Figures give lie to notion of high crime during recession


ANALYSIS:ANY ASTUTE observer of crime in recent years will have been struck by the steady reduction in crime levels across almost all categories since the recession began in 2007-2008.

While the received wisdom is that crime levels rise in recession, official figures from the Garda compiled and published by the Central Statistics Office clearly give the lie to this assumption.

Last year, the number of burglaries increased by 8 per cent nationally. Some other crimes such as fraud and theft offences also rose.

However, several serious categories of crime are down: sexual offences, public order, drug crime and gun crime. The biggest reason is simple – money, or the lack of it.

A very high proportion of public disorder cases, sexual offences and fatalities occur when one or all of the parties involved are drunk. With people’s disposable incomes having been hit by unemployment, Government levies and pay cuts, heavy drinking in public is down.

Garda sources say they are not surprised levels of crimes traditionally associated with alcohol use have fallen off in recent years, as people have had less money to spend socialising.

A similar though slightly more complex situation is at play in the area of gun and drug crime.

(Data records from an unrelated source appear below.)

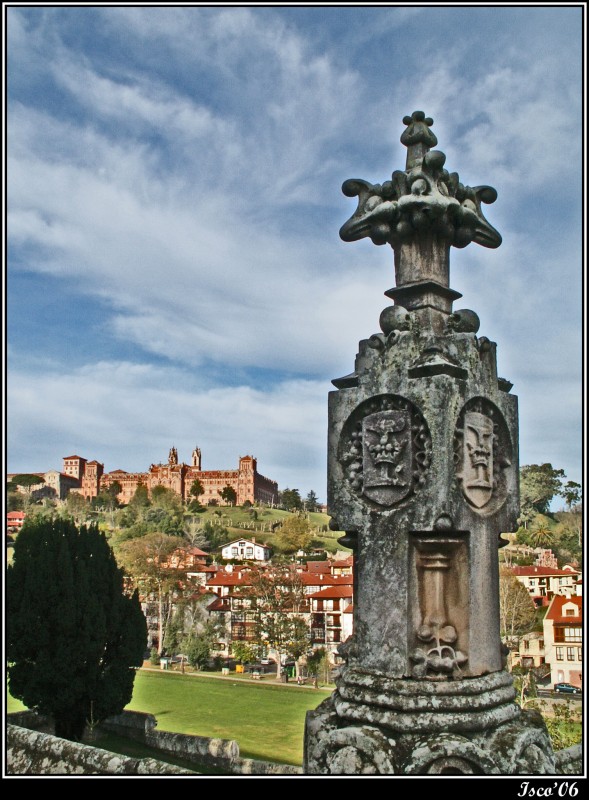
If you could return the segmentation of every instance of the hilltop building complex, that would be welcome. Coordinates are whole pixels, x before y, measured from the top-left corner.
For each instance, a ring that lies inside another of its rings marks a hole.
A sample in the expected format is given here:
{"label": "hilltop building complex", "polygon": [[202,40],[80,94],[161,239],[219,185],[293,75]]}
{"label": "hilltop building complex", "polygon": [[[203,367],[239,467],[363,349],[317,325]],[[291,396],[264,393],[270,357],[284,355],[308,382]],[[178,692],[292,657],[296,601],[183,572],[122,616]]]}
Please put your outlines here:
{"label": "hilltop building complex", "polygon": [[[52,470],[35,474],[43,477],[45,484],[39,488],[35,487],[31,494],[41,492],[43,495],[48,495],[49,490],[53,490],[51,494],[60,499],[63,499],[68,492],[76,492],[87,499],[92,499],[117,482],[121,487],[117,496],[121,503],[128,503],[140,485],[145,486],[149,494],[156,486],[165,486],[182,500],[191,500],[192,484],[195,480],[199,480],[204,493],[198,499],[205,505],[211,501],[225,505],[226,501],[219,493],[226,486],[235,491],[238,505],[246,501],[273,504],[278,500],[278,484],[260,475],[258,462],[253,456],[240,456],[237,469],[203,470],[201,451],[198,447],[192,451],[190,464],[180,463],[178,451],[172,447],[167,463],[151,464],[147,472],[125,472],[122,469],[105,472],[104,464],[71,455],[63,459],[61,472]],[[10,476],[8,478],[10,480]]]}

Garda sources say the majority of people who use drugs do so recreationally, and are able to stop or cut down if and when they need to.

They believe most of the decrease in drug offences since 2008 is attributable to recreational users stopping or cutting back because their incomes can no longer fund such drug-taking.

“People who were going out spending anywhere between €80 and €200 on cocaine every weekend just don’t have that kind of money any more,” said one source. “It means far fewer people are carrying drugs around when they are out partying, so we are catching far fewer people with drugs on them for their own use.”

Another Garda source says: “Because the demand for drugs has dropped, the activities of the main gangs have been massively scaled back, so there are few major seizures being made; there are fewer drug-dealing crimes being detected because the level of drugs being dealt is way down.”

The same source said because gun crime was so clearly linked to drug gangs, it was to be “completely expected” that gun crime would fall as drug crime reduces.

“The real intensity is gone out of the drugs rivalries now because the stakes are so much smaller.”

Other sources say they believe the introduction of anti-gangland laws by the last government, which created a new offence of participating in a gang, has led to a number of gang members moving abroad.“Some of them probably want to see how the first few cases go and they are keeping the head down and going abroad until a few cases go through the courts,” said one source.”

Some gardaí believe the murder of key criminal figures has reduced the level of gun crime, especially gun murders, in some areas. Some criminals who ordered a large number of killings are now dead themselves.

They include Finglas gang leader Eamon Dunne (34), who was shot dead in a Cabra pub in 2010, and Michael Kelly (30), the Baldoyle man shot outside an apartment block in Coolock last September.